第94回選抜高校野球大会は5日目の23日、兵庫県西宮市の阪神甲子園球場で1回戦が行われ、第1試合で市和歌山が花巻東(岩手)を5―4で破り、2年連続で初戦を突破した。市和歌山は序盤に打線がリードを奪い、エース米田天翼(つばさ)が大会屈指のスラッガー佐々木麟太郎らを擁する花巻東の強力打線の猛追をしのぎ、完投した。市和歌山の次戦は、大会8日目第2試合(午前11時半)で明秀日立(茨城)と対戦する。

 

【1回戦】

花巻東
市和歌山 ×

〔花〕万谷、工藤―田代〔市〕米田―松村▽三塁打=寺田(市)▽二塁打=千葉、金(花)寺田(市)

 

市和歌山の先発・米田の立ち上がりは制球に苦しみ、1回無死一、二塁となったが、3番佐々木と4番を連続三振に打ち取り、2死から適時打を許したものの、初回のピンチを1失点で切り抜けた。

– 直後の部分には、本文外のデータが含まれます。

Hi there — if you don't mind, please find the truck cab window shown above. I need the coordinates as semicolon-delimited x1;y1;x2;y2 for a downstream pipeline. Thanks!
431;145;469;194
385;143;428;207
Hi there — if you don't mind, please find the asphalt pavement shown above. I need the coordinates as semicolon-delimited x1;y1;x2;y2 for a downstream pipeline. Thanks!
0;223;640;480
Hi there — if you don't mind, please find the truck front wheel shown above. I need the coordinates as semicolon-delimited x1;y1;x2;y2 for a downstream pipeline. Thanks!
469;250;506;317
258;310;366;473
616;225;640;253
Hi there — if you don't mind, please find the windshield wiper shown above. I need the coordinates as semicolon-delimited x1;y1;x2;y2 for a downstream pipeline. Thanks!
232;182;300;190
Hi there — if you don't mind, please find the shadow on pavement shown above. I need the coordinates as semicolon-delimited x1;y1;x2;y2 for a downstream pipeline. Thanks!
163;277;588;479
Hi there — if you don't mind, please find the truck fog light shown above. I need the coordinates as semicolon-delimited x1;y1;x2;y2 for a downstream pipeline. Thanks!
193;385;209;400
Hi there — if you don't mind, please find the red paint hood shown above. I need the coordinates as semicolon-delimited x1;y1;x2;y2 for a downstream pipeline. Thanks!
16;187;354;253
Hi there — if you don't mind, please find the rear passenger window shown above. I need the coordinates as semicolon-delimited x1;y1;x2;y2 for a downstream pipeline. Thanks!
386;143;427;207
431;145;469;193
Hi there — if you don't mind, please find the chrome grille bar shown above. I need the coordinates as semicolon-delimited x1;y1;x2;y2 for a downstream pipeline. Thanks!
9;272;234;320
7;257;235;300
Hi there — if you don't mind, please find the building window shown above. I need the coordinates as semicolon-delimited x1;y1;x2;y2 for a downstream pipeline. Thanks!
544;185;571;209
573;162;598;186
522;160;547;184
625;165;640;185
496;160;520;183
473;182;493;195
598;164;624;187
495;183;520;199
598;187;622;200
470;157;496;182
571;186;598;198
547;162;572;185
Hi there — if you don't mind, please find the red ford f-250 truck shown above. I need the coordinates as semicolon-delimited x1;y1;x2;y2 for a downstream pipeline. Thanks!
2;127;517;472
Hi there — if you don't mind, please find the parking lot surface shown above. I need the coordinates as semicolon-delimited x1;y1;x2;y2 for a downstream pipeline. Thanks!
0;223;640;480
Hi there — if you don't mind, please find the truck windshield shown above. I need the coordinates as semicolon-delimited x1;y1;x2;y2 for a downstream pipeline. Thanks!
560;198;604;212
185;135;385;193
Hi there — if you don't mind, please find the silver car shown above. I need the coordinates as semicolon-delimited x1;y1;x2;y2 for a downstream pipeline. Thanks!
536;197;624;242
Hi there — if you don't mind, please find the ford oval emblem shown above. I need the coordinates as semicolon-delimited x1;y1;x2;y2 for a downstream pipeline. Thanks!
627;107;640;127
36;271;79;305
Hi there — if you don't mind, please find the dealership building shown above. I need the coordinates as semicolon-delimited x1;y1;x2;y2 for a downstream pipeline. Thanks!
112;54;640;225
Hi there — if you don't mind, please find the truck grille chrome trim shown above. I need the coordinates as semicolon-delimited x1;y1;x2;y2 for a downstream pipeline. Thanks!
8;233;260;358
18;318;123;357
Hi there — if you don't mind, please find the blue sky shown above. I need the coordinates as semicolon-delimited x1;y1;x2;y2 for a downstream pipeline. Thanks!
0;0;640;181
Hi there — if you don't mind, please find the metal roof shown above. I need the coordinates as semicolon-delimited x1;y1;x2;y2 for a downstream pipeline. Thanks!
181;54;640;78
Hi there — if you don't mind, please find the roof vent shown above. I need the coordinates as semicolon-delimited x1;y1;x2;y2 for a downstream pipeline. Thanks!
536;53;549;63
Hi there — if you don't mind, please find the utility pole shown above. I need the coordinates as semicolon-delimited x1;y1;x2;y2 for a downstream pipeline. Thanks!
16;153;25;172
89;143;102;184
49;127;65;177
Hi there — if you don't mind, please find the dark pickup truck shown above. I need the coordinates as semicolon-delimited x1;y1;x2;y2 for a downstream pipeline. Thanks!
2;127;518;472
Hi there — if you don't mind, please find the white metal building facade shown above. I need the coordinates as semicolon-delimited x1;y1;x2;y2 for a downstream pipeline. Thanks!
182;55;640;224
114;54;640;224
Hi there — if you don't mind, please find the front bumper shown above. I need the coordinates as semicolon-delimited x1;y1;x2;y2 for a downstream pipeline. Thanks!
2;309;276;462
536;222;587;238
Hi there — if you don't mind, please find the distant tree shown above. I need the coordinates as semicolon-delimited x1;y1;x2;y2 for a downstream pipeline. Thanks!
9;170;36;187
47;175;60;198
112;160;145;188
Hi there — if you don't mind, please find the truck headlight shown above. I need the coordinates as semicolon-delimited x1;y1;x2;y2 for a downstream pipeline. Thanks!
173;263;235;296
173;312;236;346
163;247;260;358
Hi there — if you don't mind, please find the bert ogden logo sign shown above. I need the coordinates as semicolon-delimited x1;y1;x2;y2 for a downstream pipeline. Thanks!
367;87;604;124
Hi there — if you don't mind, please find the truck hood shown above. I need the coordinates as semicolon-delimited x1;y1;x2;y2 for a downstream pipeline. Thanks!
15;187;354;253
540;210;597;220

打線は2回、先頭の4番寺田椋太郎が三塁打で好機をつくると、一死から田嶋優汰の右犠飛で同点。3回は連打などで1死二、三塁とし、相手の暴投で勝ち越した後、堀畑樹が適時内野安打で3点目、寺田が右適時打で4点目を奪い、この回一挙3点を加えた。さらに6回、寺田が二塁打で得点圏に進むと、1死三塁から田嶋の適時打でリードを4点に広げた。

花巻東打線を散発に抑えていた米田は、9回に最大のピンチを迎えた。連続二塁打、犠飛で2点を返され、2死一塁から佐々木に死球を与えると、4番の適時打で1点差に詰め寄られたが、最後は邪飛でリードを守り切り、153球の完投で勝利した。

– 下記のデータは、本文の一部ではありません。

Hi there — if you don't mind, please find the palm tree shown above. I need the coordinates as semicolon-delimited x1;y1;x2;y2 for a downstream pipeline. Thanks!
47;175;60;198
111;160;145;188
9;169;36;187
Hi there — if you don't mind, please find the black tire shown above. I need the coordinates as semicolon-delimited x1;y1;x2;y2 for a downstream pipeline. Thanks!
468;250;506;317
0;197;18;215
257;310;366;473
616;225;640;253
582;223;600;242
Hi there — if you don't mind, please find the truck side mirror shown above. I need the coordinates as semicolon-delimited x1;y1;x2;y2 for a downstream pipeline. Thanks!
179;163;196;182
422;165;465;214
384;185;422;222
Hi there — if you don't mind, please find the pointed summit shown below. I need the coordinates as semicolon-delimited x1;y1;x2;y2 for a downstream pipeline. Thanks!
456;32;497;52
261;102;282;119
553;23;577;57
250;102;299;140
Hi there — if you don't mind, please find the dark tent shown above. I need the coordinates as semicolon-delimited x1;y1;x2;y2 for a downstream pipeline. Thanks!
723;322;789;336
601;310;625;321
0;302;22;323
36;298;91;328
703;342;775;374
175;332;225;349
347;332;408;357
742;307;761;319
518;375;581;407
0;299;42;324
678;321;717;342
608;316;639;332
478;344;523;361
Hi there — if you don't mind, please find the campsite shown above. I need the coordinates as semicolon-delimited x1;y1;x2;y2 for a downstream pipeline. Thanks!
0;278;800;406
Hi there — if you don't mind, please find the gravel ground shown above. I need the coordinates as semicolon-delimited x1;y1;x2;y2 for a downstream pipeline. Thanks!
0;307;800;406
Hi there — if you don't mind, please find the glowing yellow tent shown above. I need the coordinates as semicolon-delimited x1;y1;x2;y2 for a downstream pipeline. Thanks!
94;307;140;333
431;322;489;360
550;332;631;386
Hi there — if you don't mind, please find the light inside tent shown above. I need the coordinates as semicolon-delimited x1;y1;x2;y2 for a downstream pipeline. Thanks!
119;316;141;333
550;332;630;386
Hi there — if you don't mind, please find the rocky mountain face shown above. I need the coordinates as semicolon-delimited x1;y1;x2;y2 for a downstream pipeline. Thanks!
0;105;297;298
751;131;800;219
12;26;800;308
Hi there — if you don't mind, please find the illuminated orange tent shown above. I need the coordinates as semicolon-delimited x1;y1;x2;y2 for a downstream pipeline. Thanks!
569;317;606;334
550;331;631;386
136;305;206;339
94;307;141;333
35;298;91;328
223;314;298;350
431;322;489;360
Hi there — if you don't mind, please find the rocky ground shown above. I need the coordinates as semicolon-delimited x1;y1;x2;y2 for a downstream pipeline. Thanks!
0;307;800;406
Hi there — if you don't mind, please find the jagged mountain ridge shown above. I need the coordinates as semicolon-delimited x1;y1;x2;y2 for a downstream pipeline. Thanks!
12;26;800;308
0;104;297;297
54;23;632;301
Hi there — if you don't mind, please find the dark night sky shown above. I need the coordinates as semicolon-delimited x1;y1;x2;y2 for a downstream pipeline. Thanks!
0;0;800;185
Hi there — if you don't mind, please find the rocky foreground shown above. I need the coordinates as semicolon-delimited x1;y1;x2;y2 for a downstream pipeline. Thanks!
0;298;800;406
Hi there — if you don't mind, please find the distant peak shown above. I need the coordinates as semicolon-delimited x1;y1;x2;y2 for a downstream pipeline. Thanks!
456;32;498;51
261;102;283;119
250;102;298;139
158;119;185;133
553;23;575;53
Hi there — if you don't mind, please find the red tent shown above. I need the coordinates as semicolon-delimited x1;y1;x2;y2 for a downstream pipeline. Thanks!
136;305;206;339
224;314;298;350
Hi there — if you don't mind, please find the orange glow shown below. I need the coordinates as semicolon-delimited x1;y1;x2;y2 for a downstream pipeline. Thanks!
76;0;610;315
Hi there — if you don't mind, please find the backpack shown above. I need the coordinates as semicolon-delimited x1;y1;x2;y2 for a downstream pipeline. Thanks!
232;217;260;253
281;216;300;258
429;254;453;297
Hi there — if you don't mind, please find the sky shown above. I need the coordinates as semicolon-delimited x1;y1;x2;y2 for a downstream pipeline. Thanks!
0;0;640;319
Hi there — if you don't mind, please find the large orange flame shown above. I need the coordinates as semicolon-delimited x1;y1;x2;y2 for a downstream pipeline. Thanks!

市和歌山の半田真一監督は「米田には持ち味のストレートを中心に、かわさず勝負していけと言っていた。最後までしっかり投げ切ってくれた。打線もコンパクトにしっかりミートを心掛け、いいつながりを見せてくれた」と話し、米田は「まだボールが高い。そこは修正したい。次は最少失点でいきたい」と反省を口にした。